2014 has been both uncomfortably long and stupidly short. I always find it amazing how that can happen. Certain periods seemed to last forever, like the summer wait for exam results, and yet the time up to exams seemed to go in an instant (leaving me feeling rather under prepared).
I'm kind of astounded by all the things I've done this year, and yet equally somewhat disappointed that I didn't do more, as ever. In all honesty, I don't really remember the first few months of this year, and I'm pretty sure it's because they were rubbish and so I've blocked them from my memory. I think I was bummed out with school, somewhere I've always hated, and I was also being put under far too much pressure (story of my life).
By the time we got to March, things seemed to improve a little more, and I think I began to ignore all of the people who wanted far too much from me and decided to just enjoy myself a little. March was actually the most productive month I'd had with blogging so far at that point in time, and I think that was when I kind of fell in love with it. I got to meet the lovely Pixie Lott at a single signing, I went to the zoo with a bunch of my friends, and I also saw The Wanted on their last tour. It was just a month when I actually felt quite content for a little while. I was doing things and kind of learning more about myself.
Obviously nothing can stay good forever, and by April the pressure to do well in my studies was back. I only actually had two remotely encouraging teachers in year 13; one of them was really lovely but just didn't really seem to get me and understand everything, but the other was a complete blessing and one of the nicest men I've ever met. He actually made me believe in myself a little bit, rather than constantly tearing me down and telling me I could do better. I did do a few fun things in April, like seeing McBusted (who I'm actually seeing again in 2015) and celebrating my 18th birthday, but other than that it was literally all revision. May was spent in exactly the same way, with the only good thing that happened being that the only topic I really understood came up in my history retake (woooo).
June was quite dull too, although it did mean the end of exams, which is not something to complain about. However, the end of exams meant that the two month+ wait for results began, and there was no longer anything I could do to improve my chances of getting into UoB. However, I think June was when I really started to get into music blogging; I'd done a couple of posts on music before, like gigs and talking about an album or two, but June/July was when I realised just how much I loved writing about the thing that I loved the most. I did a little post on one of my favourite bands, The Icarus Account and wrote about Ed Sheeran's x, before writing about a lot more music in July and August. It always feels so personal for me to write or talk about music, because it genuinely means the world to me and I would not function well without it, so I think initially I was kind of reluctant to post what I'd written, because it was everything. But I fell in love with writing about it in the same way I fell in love with listening to it, many, many years ago. And it just started to feel natural. Because it was.

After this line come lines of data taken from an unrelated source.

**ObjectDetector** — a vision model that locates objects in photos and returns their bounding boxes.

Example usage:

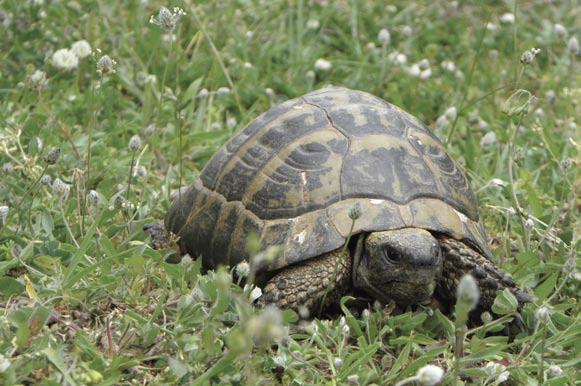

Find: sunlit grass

[0,0,581,385]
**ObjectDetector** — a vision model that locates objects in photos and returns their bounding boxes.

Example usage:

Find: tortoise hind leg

[258,249,352,315]
[440,237,534,312]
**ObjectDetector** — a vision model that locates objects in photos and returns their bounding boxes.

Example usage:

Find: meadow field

[0,0,581,385]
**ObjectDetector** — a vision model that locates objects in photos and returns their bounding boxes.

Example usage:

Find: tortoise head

[353,228,443,306]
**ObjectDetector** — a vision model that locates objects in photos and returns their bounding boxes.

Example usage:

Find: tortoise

[153,87,531,312]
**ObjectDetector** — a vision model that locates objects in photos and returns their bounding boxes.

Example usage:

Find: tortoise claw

[143,223,171,249]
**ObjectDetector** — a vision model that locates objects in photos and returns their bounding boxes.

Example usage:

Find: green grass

[0,0,581,385]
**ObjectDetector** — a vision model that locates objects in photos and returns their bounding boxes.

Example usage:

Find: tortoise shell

[165,87,490,271]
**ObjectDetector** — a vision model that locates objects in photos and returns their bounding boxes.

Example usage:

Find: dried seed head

[88,189,100,205]
[416,365,444,386]
[97,55,117,75]
[535,306,551,325]
[216,87,231,96]
[480,131,496,149]
[236,260,250,277]
[71,40,91,59]
[547,365,563,378]
[28,70,48,90]
[377,28,391,46]
[456,274,480,310]
[40,174,52,186]
[149,7,186,32]
[128,134,141,151]
[520,48,541,65]
[0,205,10,224]
[133,165,147,179]
[51,48,79,71]
[315,58,333,72]
[44,147,61,165]
[553,24,567,38]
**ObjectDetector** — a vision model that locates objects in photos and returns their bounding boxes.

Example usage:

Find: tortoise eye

[383,245,403,263]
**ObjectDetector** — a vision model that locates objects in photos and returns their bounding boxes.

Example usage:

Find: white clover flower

[28,70,48,90]
[272,355,286,368]
[553,23,567,38]
[315,58,333,72]
[245,305,286,342]
[0,205,10,224]
[395,53,408,64]
[52,178,71,201]
[520,47,541,64]
[40,174,52,186]
[480,131,496,149]
[567,36,579,55]
[128,134,141,151]
[401,25,414,36]
[0,354,10,374]
[547,365,563,378]
[420,68,432,80]
[408,64,422,78]
[440,60,456,72]
[71,40,92,59]
[97,55,117,75]
[198,88,210,98]
[87,189,101,205]
[444,106,458,121]
[216,87,231,96]
[133,165,147,179]
[416,365,444,386]
[535,306,551,325]
[486,22,498,31]
[149,7,186,32]
[456,274,480,310]
[385,4,397,13]
[307,19,321,29]
[365,42,377,52]
[226,117,238,129]
[235,260,250,277]
[500,12,515,24]
[377,28,391,46]
[51,48,79,71]
[436,115,450,131]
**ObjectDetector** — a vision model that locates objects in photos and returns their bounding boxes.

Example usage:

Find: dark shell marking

[166,88,489,269]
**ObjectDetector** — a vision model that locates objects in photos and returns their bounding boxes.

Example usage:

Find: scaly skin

[259,237,533,313]
[259,249,352,314]
[439,237,534,312]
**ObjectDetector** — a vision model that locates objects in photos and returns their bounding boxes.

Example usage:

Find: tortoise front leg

[439,237,534,312]
[258,249,352,315]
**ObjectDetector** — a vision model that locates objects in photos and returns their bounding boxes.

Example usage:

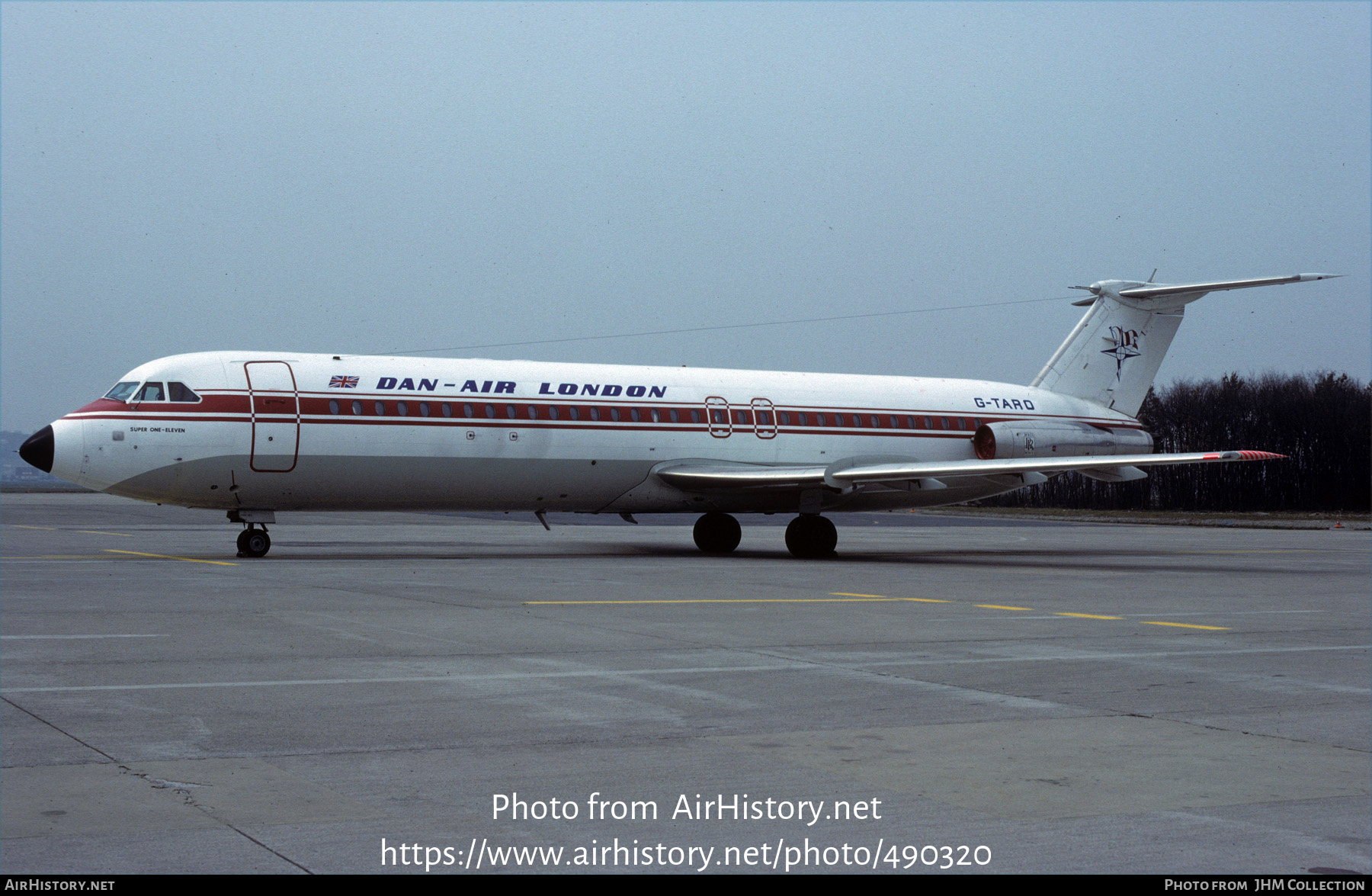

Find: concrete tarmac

[0,494,1372,875]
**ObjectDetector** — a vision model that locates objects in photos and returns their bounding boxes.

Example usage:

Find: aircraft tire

[239,528,271,557]
[691,513,744,554]
[786,516,838,560]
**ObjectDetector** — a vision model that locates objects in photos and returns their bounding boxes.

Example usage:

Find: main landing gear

[239,523,271,557]
[693,513,744,554]
[694,513,838,558]
[786,513,838,558]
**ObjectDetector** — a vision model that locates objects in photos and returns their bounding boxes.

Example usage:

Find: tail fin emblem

[1101,326,1139,381]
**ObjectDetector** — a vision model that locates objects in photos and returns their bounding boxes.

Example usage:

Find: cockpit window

[104,380,139,400]
[168,381,200,402]
[133,383,166,400]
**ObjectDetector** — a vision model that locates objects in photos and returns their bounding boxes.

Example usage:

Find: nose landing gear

[786,513,838,558]
[239,523,271,557]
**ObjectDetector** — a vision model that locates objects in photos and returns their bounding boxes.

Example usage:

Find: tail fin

[1031,275,1342,417]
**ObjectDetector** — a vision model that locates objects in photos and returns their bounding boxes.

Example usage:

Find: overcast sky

[0,3,1372,431]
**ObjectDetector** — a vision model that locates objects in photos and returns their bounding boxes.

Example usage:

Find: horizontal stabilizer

[1120,275,1343,299]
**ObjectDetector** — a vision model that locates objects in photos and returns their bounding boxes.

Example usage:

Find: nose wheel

[786,515,838,558]
[693,513,744,554]
[239,523,271,557]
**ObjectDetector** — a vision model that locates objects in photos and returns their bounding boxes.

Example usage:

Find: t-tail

[1031,275,1343,417]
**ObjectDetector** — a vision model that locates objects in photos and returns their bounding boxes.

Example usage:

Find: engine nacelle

[971,420,1152,461]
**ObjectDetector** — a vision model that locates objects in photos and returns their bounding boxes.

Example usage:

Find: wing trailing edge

[653,451,1286,491]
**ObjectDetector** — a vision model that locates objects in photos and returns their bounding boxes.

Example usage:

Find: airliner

[19,273,1339,557]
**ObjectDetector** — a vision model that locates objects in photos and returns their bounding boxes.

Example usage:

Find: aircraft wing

[653,451,1286,491]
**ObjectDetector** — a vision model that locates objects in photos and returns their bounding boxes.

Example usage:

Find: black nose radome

[19,427,52,474]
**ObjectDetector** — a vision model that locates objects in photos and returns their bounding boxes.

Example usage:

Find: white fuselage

[52,352,1137,513]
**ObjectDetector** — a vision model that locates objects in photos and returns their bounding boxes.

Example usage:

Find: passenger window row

[329,398,981,432]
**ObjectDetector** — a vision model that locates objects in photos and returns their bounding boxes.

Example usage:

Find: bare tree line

[978,373,1372,512]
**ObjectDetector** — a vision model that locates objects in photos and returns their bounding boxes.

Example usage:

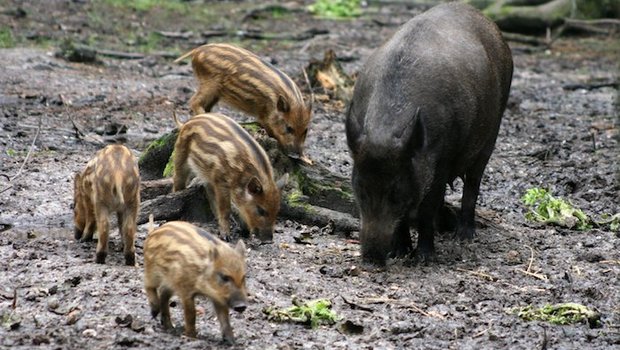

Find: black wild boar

[346,3,513,263]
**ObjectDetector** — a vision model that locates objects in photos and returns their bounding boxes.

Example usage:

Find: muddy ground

[0,0,620,349]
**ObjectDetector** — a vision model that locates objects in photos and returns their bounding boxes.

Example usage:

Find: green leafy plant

[308,0,362,18]
[521,188,592,230]
[263,298,340,328]
[512,303,601,328]
[0,27,15,49]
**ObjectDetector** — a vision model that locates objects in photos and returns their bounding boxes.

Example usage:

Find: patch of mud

[0,1,620,349]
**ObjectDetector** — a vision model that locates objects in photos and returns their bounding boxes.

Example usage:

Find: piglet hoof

[96,252,108,264]
[73,227,83,242]
[151,306,159,319]
[454,226,476,241]
[413,248,437,266]
[222,335,235,346]
[125,253,136,266]
[183,330,198,338]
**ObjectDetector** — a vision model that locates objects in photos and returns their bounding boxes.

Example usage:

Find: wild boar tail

[172,109,183,129]
[146,214,155,234]
[174,50,194,63]
[112,176,125,205]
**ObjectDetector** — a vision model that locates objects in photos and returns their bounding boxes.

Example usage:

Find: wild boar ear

[276,173,288,190]
[401,107,426,154]
[235,240,245,258]
[247,176,263,195]
[345,101,362,154]
[208,247,220,261]
[277,95,291,113]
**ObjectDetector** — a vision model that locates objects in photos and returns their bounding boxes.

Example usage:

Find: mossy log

[138,123,359,232]
[483,0,620,33]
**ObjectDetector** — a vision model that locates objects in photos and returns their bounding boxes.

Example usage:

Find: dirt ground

[0,0,620,349]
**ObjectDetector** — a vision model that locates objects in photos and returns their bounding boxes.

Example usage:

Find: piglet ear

[277,95,291,113]
[235,240,245,258]
[248,177,263,195]
[276,173,288,190]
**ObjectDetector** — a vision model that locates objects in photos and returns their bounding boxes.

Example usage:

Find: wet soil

[0,0,620,349]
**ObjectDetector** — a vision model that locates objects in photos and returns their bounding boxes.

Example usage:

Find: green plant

[521,188,592,230]
[512,303,601,327]
[0,27,15,49]
[308,0,362,18]
[263,297,340,328]
[162,151,174,177]
[106,0,187,12]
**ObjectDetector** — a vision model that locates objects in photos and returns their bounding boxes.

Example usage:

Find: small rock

[506,250,523,265]
[65,309,82,325]
[47,298,60,310]
[82,328,97,338]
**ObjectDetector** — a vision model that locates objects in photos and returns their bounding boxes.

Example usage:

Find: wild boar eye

[217,273,232,284]
[256,207,267,216]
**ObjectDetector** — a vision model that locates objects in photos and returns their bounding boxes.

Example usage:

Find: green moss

[263,297,341,328]
[162,151,174,177]
[512,303,601,327]
[105,0,188,13]
[239,122,262,134]
[308,0,362,19]
[292,169,354,201]
[0,27,15,49]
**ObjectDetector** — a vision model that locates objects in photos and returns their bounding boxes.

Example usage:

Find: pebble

[82,328,97,338]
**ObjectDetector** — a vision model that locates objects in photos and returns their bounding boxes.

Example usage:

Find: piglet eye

[217,273,232,284]
[256,207,267,216]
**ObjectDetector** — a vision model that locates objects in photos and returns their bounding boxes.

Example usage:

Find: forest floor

[0,0,620,349]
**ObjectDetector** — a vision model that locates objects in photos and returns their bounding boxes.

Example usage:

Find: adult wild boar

[346,3,513,264]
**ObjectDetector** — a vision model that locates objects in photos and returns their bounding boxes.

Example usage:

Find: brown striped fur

[73,145,140,266]
[174,113,288,241]
[144,218,247,342]
[175,44,312,156]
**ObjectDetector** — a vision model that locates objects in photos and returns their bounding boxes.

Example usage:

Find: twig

[10,116,41,181]
[363,298,444,319]
[456,267,499,282]
[340,294,374,312]
[517,269,547,281]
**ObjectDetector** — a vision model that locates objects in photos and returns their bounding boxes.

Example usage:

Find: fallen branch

[562,81,620,91]
[362,297,444,320]
[237,28,329,41]
[456,268,499,282]
[10,116,41,182]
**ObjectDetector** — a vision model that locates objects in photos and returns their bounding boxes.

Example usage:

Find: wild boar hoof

[73,227,83,241]
[222,336,235,345]
[414,247,437,265]
[183,331,197,338]
[97,252,107,264]
[125,253,136,266]
[455,225,476,241]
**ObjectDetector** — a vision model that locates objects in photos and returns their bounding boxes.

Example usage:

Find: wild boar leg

[144,279,160,318]
[213,303,235,344]
[189,82,219,115]
[172,146,191,192]
[118,204,138,266]
[417,177,446,261]
[213,187,230,241]
[159,286,173,329]
[181,295,196,338]
[391,217,413,257]
[456,151,493,239]
[95,206,109,264]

The second half of August and most of September were kind of a blur, I got accepted into my first choice of university in the middle of August, and from then on I actually had to start getting my life together, packing and getting ready to leave home. And leaving home is probably one of the best things I've ever done, so much so that 'home' doesn't really feel all that much like home anymore, but neither does Birmingham, so I'm not really sure if I belong anywhere these days haha. I didn't really address me leaving home on my blog until I'd been gone for a month or so, because I just wasn't sure if I felt completely comfortable with it yet, but then I mentioned my change of location on here, and I think that's when it became more real to me, and I started to loosen up more and make the most of where I was and what I was doing there.
(this may well be my favourite picture ever)
The rest of the year's been me working hard and just trying to enjoy myself. And it hasn't gone too badly really. A lot of people tend to enjoy the beginning of the year the most, as they're following new years' resolutions and bettering themselves, but for me it really seems to be the opposite way around. I think it just takes me a while to get used to anything new, but I've started to learn to just embrace everything and make the most of it. And that's what I hope to do next year too:
Keep on discovering myself and everything I love.
Fall even deeper in love with the sounds that make everything worthwhile.
Make more time to read for inspiration rather than just for my course.
Work as hard as ever.
Don't let the pressures of others take over my mind again.
Remember that at the end of the day, this is my life, and I'm going to make what I want of it.
Tonight I'm going to be having fun with my friends, and then tomorrow afternoon I'll be catching up with my family to celebrate my Grandad's birthday.
I hope that everyone has a great time this evening with their loved ones, and that all your plans for the new year come together perfectly.